Near Field Communication (NFC) is a short-range wireless connectivity technology (also known as ISO 18092) that is built upon Radio Frequency Identification (RFID) technology. Examples of contactless smart card communications are ISO/IEC 14443 and FeliCa, which allow communications at distances up to 4 cm. NFC operates at 13.56 MHz and transfers data at up to 424 Kbits/second. NFC readers will be able to interrogate tags based on the ISO 15693 standard, provided that the tags employ the NFC Data Exchange Format (NDEF), which sets a common data-exchange format for NFC Forum-compliant devices and tags.

NFC has three modes:

  • Read and write tags (open mode):
    An NFC enabled device can read an NFC tag that is embedded within physical material. For example; the device can read a sticker, with an NFC tag embedded, in order to download an application.
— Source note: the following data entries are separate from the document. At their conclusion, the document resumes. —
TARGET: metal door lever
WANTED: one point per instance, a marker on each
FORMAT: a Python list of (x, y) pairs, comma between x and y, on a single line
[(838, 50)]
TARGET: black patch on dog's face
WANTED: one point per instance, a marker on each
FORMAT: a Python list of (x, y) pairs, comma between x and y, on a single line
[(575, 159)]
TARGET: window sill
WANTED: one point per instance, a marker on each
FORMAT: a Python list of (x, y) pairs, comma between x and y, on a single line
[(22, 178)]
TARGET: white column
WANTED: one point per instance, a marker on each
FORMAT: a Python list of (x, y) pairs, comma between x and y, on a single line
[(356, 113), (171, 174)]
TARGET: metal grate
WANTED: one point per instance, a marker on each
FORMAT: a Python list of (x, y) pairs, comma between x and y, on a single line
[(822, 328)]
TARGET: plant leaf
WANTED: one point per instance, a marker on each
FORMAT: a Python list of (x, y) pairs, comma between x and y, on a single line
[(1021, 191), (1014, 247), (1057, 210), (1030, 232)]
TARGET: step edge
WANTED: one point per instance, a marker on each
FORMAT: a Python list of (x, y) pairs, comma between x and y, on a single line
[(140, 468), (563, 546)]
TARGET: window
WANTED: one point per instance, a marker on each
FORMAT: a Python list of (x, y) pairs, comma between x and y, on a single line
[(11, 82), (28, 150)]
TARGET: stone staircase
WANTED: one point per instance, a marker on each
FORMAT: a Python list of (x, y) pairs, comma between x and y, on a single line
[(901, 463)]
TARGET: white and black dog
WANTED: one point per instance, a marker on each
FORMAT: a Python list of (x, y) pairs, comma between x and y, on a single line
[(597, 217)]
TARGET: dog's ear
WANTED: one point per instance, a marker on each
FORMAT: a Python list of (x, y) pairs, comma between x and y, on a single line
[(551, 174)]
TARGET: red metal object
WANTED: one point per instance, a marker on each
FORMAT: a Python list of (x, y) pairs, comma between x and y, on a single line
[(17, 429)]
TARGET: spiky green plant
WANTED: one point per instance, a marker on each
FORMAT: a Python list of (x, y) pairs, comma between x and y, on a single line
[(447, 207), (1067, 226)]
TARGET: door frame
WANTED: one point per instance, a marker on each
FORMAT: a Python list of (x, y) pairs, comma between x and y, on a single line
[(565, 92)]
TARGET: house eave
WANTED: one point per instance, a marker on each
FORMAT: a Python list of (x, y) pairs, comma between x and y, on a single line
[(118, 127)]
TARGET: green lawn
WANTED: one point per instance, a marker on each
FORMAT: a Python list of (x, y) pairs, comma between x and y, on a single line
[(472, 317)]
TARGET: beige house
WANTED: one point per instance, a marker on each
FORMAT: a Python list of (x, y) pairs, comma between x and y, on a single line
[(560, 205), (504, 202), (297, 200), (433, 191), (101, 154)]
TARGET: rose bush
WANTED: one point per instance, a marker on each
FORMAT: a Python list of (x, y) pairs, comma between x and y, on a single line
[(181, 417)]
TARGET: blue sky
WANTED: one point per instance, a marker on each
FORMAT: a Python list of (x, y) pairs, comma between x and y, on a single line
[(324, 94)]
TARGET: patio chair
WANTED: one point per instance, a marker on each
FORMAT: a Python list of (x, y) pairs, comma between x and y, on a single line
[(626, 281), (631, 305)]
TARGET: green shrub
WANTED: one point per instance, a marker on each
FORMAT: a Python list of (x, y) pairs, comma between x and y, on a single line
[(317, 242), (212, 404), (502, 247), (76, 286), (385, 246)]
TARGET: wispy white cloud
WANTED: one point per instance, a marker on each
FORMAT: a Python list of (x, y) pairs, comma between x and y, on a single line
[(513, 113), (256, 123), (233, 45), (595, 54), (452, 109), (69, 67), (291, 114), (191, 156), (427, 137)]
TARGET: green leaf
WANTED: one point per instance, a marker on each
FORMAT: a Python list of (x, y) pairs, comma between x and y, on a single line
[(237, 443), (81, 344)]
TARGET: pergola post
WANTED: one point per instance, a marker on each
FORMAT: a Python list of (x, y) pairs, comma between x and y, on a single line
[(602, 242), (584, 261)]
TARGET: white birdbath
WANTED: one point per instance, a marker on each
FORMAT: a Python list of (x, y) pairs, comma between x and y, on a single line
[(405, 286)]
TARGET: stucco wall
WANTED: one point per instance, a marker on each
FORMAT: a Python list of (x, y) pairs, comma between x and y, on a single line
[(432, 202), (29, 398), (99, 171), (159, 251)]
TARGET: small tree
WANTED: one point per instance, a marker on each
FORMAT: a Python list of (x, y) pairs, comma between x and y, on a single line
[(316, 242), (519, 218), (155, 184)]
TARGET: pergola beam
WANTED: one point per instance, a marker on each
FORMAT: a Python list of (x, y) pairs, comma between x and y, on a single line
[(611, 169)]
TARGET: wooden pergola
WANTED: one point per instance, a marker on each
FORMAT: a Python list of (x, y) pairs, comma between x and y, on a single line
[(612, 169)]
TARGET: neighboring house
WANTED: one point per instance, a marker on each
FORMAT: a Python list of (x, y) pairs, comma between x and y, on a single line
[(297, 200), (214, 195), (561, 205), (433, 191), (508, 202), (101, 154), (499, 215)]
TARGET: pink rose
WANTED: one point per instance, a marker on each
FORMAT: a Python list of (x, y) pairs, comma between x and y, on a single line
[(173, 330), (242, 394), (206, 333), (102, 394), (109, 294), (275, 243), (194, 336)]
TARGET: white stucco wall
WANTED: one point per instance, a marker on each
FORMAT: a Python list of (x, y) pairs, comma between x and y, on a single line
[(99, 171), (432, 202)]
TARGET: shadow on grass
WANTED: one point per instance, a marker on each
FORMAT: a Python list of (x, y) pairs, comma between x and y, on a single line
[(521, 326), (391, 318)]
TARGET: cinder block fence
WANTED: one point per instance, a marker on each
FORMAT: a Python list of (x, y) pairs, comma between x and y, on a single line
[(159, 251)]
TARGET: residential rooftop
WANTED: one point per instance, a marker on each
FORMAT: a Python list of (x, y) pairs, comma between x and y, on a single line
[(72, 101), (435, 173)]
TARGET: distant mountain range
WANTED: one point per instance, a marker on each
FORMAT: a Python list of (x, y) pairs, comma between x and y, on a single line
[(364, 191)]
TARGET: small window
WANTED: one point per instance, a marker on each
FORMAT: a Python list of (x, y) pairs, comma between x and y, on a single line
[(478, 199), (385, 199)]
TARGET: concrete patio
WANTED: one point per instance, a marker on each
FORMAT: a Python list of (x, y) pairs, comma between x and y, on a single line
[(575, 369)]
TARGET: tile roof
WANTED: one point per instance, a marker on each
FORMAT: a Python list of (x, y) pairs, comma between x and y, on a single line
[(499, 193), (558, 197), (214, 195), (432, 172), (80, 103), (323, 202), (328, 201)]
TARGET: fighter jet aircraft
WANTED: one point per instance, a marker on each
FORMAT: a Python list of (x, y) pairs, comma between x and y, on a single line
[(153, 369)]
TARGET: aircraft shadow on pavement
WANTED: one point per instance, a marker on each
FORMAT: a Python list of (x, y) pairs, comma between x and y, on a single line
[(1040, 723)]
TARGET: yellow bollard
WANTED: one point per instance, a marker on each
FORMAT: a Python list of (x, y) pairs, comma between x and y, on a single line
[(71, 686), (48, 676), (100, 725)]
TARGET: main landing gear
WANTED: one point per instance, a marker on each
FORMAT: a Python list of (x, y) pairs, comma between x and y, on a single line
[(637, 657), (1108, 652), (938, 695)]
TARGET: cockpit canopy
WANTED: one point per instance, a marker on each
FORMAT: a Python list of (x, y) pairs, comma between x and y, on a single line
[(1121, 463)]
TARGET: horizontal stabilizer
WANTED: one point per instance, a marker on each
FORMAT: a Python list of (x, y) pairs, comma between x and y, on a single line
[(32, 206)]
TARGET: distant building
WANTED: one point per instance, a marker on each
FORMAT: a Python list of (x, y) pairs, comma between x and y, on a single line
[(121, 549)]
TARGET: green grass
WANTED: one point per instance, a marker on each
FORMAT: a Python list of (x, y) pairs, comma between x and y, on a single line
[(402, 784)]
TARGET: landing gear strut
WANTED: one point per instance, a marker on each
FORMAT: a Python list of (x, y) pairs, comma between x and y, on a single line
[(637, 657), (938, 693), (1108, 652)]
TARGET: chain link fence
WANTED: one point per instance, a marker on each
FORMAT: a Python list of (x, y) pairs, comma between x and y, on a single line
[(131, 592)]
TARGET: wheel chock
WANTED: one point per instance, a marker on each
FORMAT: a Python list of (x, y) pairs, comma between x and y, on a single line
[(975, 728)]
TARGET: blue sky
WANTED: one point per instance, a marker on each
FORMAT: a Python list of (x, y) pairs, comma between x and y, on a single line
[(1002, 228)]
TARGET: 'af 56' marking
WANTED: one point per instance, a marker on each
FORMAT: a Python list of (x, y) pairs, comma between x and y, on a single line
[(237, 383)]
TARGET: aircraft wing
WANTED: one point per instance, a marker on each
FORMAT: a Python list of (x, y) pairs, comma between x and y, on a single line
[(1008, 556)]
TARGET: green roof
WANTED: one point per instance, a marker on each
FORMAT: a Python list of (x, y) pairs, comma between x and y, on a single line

An NFC enabled device can also write to an NFC tag.
  • Tap to connect and share (open mode):
    When two NFC enabled devices are brought within four centimeters of one another, a handshake is performed between two devices to establish a connection. Once a connection is established, data can be transferred without the need for manual configuration.
  • Emulate card (secured mode):
    An NFC enabled device can be used for retail payments by using a mobile wallet app or for accessing a secured building.

NFC will make tapping a new consumer practice. The simplicity of the tapping and the high volume deployment of the NFC devices will give the consumer the possibility to interact with both the real world and the virtual world. NFC enabled devices will be used in a wide array of business applications. ABI Research expects 285 Million NFC-enabled devices to be shipped in 2013 and believe the NFC will come out of its "trial phase". The increase in potential use base is making the investment in NFC applications more justifiable. (ABI, 2012)

In order to be ready for the wave of opportunity that NFC will bring with it, it is important that developers understand the use cases and are familiar with the current APIs using NFC technology. Android, Blackberry and Window Phone 8 all support NFC.